Мидиан
Книга пятая
Анастасия Маслова
Проходил, одинок и глух,
Замораживая закаты
Пустотою безглазых статуй.
Лишь одно еще в нем жило:
Переломленное крыло.
М. И. Цветаева, 1921
© Анастасия Маслова, 2020
ISBN 978-5-0051-4853-7 (т. 5)
ISBN 978-5-4498-6702-5
Холодное счастье
Ева сидела на скамье и перечитывала свою последнюю запись.
Толстая тетрадь с полустёртым и поблекшим рисунком на обложке являлась её дневником. Это – её сокровенное.
Вчерашним вечером она вдохновенно изложила описание события, что имело место одиннадцатого февраля более чем двенадцать лет назад. И пусть СМИ тысячи и тысячи раз взрывались сенсацией того дня, оказавшегося переломным для Андерса Вуна и торжественным для Даниэля Велиара, его «Semper Idem» и Мидиана. Пусть! Ева всё равно чувствовала потребность обрисовать всё по-своему, собственным словом. Ведь, в какой-то степени, та дата явилась знаковой и для неё.
И она перечитывала, мысленно уносясь в тот голубоокий февраль… Её отвлёк от важного дела неожиданный возглас, совершенно близко прозвучавший: «Извините, красавица!» Молодой человек, проезжавший на велосипеде, оторопел, что мог её окатить водой. Но только лишь лазурный небосвод расплескался в луже. Ева символически улыбнулась тому парню, заинтересованно смотрящему на неё через плечо и уезжающему дальше. Положив тетрадь в свою сумку, она поднялась и продолжила намеченный путь по дороге парка.

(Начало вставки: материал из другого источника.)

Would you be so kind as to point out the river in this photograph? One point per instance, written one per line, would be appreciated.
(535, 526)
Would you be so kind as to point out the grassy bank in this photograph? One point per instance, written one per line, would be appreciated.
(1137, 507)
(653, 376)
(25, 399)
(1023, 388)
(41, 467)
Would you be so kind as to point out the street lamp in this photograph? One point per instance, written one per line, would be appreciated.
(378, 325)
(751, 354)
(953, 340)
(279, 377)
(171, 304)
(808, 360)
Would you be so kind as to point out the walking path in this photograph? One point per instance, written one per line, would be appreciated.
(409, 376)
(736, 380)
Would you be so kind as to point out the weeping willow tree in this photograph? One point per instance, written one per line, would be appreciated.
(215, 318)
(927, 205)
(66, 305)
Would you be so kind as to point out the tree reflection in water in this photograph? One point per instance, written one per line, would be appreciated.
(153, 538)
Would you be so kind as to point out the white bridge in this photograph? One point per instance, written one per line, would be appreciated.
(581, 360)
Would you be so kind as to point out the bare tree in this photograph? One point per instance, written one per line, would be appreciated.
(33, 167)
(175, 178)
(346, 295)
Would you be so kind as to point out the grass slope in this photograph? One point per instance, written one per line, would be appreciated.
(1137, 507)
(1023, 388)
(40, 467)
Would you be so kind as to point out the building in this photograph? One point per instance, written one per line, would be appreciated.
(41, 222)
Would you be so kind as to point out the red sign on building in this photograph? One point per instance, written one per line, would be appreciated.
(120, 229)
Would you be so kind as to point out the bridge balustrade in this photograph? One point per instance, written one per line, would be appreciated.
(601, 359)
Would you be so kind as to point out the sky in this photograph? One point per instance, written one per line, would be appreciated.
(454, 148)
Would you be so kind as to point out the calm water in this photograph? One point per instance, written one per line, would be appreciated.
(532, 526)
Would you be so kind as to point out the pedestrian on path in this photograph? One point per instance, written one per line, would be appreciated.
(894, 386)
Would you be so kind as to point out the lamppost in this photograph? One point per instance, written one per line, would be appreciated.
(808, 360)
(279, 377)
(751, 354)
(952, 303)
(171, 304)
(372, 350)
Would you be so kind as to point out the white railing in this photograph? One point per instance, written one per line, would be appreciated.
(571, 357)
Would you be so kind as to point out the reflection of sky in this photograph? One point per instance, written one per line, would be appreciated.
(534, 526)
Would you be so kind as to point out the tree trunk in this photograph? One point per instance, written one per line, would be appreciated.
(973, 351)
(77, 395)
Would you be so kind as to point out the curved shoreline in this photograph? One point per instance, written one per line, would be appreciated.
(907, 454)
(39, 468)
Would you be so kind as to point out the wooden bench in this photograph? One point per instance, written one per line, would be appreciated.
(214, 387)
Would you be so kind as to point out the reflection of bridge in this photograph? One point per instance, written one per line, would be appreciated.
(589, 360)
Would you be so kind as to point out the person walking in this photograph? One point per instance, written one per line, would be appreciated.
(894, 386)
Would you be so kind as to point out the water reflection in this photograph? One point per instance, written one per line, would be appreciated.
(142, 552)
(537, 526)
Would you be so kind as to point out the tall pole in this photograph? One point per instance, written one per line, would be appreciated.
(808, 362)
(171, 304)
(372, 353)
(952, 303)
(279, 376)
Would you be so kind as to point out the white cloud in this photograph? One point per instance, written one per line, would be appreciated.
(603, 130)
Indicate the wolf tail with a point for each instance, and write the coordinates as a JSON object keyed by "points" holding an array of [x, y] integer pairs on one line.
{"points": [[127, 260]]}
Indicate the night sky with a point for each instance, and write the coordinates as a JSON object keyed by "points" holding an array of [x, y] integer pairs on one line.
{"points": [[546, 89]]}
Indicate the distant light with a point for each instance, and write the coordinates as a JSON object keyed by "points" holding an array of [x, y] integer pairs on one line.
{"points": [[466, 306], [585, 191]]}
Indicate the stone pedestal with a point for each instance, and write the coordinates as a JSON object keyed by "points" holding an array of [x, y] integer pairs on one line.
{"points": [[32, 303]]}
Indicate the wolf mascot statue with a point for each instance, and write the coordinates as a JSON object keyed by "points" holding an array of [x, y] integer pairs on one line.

Весна дурманила. Она звенела ручьями, проникала в кровь солнечным снадобьем вместе с воздухом, заливалась пернатым тонким пением. Была пасхальная неделя. И пусть снег ещё не полностью растаял, но всё уже обещало буйство цветения, нежную зелень первой, не запылённой листвы. Везде разлита огромная радость пробуждения и оживления.
А Ева шла в задумчивости и грезила о чём-то своём. Мягкий ветер и ласкающее утреннее солнце напомнили ей один эпизод. Он тоже связан с весной, но в то время уже правил май.
.Тогда ей было почти шесть солидных лет, и она возвращалась домой через парк. «Дяди» и «тёти» шли куда-то по своим невероятно срочным взрослым делам. По брусчатке дорожки катались на роликах мальчишки из старших классов. У одной женщины в коляске кричал ребёнок, которого она успокаивала. Нетерпеливо смотрел на наручные часы юноша с букетом… Ева почему-то решила, что свернёт на менее людную тропу. А там, стоило ей под звон крыльев взмывающих серебристых голубей пройти совсем немного, она приметила человека на скамье. И он был ей уже знаком.
И девочка замедлила шаг и приближалась осторожно, постепенно. Казалось, что он невероятно далёк от всего происходящего и окружающего. Точно радость или движение, повсеместно бившие ключом в залитом солнцем мире, его не касались, предназначались не для него. Он держал руки, сомкнутые замком, у своих немых губ. Ночь его волос еле колыхал ветер. Взгляд застыл на одной точке. Он не был обращён на что-то конкретное, внешнее. Он даже не заметил, как в паре метров от него стоит маленькая Ева и видит его непомерную скорбь. Но – ни единой слезы, ни единого намёка на жалость и ропот. Всё там, внутри. В нём. В его душе. И ей захотелось его как-то утешить.